IE7 data flush feature
p2p news / p2pnet: Bill and the Boyz are adding a feature to IE7 that’s certain to be popular with people who visit adult sites, for purely educational purposes, of course.
Surfers riding the cyberwaves on Firefox already have ‘Clear Private Data’ (right) which deletes browsing, saved information and passwords, cookies, cache and authenticated sessions and now IE7, ” will have a thorough flush feature that clears its history and all associated files stored after a Web site is accessed,” says PC World.
Quoting Uche Enuha, a program manager on the IE user experience team, IE 6 users have to spend time trying to expunge the information stored after a web site has been visited, says the story.
With IE7, they’ll be able to delete all of those at once, or individually choose which ones to wipe through ‘delete browsing history’.
And the feature, “goes deeper than a novice user would likely pursue,” PC World has Enuha saying.
“For example, deleting files from the temporary Internet files folder will also clean out attachments stored by the Outlook e-mail program in that folder.”
Also See:
PC World – Internet Explorer 7 Will Flush Its History, January 17, 2006






January 18th, 2006 at 3:31 am
It shouldn’t be so surprizing that anything “new” that Microsoft puts out won’t actually be “new”. They will be behind again by the time they offer their crap. They will have to embrace open source at some time or continue fruitlessly catch up to the technological wave the open sourcers are already riding.
January 18th, 2006 at 6:02 am
January 18th, 2006 at 4:25 pm
Windows historically has not really erased data when the user tells it to. IE in particular, and other parts of windows have kept history and/or cache files deliberately concealed from the user, and when instructed would clear the visible caches but not the hidden ones.
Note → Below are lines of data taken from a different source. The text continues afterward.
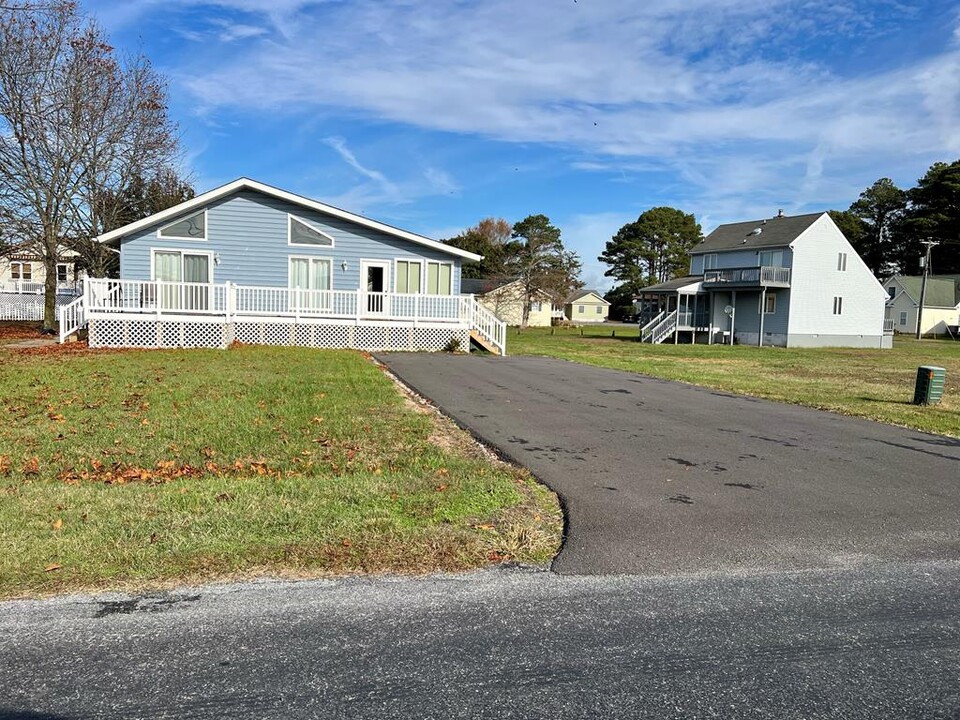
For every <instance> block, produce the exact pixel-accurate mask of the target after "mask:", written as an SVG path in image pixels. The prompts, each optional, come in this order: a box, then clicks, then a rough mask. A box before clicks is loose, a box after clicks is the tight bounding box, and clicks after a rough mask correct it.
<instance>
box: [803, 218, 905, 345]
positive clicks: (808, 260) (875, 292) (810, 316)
mask: <svg viewBox="0 0 960 720" xmlns="http://www.w3.org/2000/svg"><path fill="white" fill-rule="evenodd" d="M841 252H845V253H847V269H846V271H840V270H837V257H838V254H839V253H841ZM790 295H791V298H790V317H789V325H788V332H789V334H790V335H791V336H794V335H816V336H820V337H824V336H827V337H829V336H844V337H850V336H859V335H865V336H871V337H881V336H882V335H883V317H884V306H885V302H886V299H887V294H886V292H885V291H884V289H883V286H882V285H880V282H879V281H878V280H877V279H876V278H875V277H874V276H873V273H871V272H870V270H869V268H867V266H866V265H865V264H864V262H863V260H861V259H860V256H859V255H858V254H857V253H856V251H855V250H854V249H853V247H852V246H851V245H850V243H849V242H847V239H846V238H845V237H844V236H843V233H841V232H840V230H839V229H838V228H837V226H836V225H835V224H834V222H833V220H831V219H830V216H829V215H827V214H824V215H823V216H822V217H821V218H820V219H819V220H817V221H816V222H814V223H813V224H812V225H811V226H810V227H809V228H807V230H806V231H805V232H804V233H803V234H801V235H800V237H798V238H797V239H796V240H795V241H794V242H793V273H792V281H791V292H790ZM835 297H842V298H843V312H842V314H840V315H834V314H833V299H834V298H835ZM825 339H826V338H825ZM823 344H830V342H829V340H828V339H827V340H826V342H824V343H823Z"/></svg>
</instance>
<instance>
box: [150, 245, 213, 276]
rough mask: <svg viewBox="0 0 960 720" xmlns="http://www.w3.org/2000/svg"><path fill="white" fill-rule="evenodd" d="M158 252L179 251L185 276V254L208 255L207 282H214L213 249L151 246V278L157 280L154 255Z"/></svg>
mask: <svg viewBox="0 0 960 720" xmlns="http://www.w3.org/2000/svg"><path fill="white" fill-rule="evenodd" d="M158 252H170V253H173V252H177V253H180V277H181V278H182V277H183V256H184V255H206V256H207V258H208V259H209V262H208V263H207V271H208V272H207V283H212V282H213V265H214V262H213V256H214V252H213V250H194V249H193V248H186V249H184V248H150V280H152V281H154V282H155V281H156V279H157V276H156V275H154V267H155V266H154V256H155V255H156V254H157V253H158ZM180 282H186V281H185V280H180Z"/></svg>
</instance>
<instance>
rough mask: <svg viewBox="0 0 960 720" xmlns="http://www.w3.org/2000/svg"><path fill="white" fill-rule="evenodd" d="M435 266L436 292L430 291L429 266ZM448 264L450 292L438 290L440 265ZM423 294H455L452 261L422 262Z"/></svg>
mask: <svg viewBox="0 0 960 720" xmlns="http://www.w3.org/2000/svg"><path fill="white" fill-rule="evenodd" d="M431 265H436V266H437V292H436V293H431V292H430V288H429V285H430V266H431ZM441 265H449V266H450V292H448V293H442V292H440V266H441ZM423 294H424V295H438V296H439V295H455V294H456V293H454V292H453V263H451V262H446V261H445V260H427V261H425V262H424V264H423Z"/></svg>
The following is a relatively old page but it explains about this.
http://www.fuckmicrosoft.com/content/ms-hidden-files.shtml
Maybe they’re changing this now? Somehow I doubt it.
Knowledgeable users who care about security, privacy and control have long since abandoned IE anyway. Still, the fact that Microsoft is now having to compete again, even a little, is ahopeful sign that its oppressive hold over the computer industry is finally crumbling.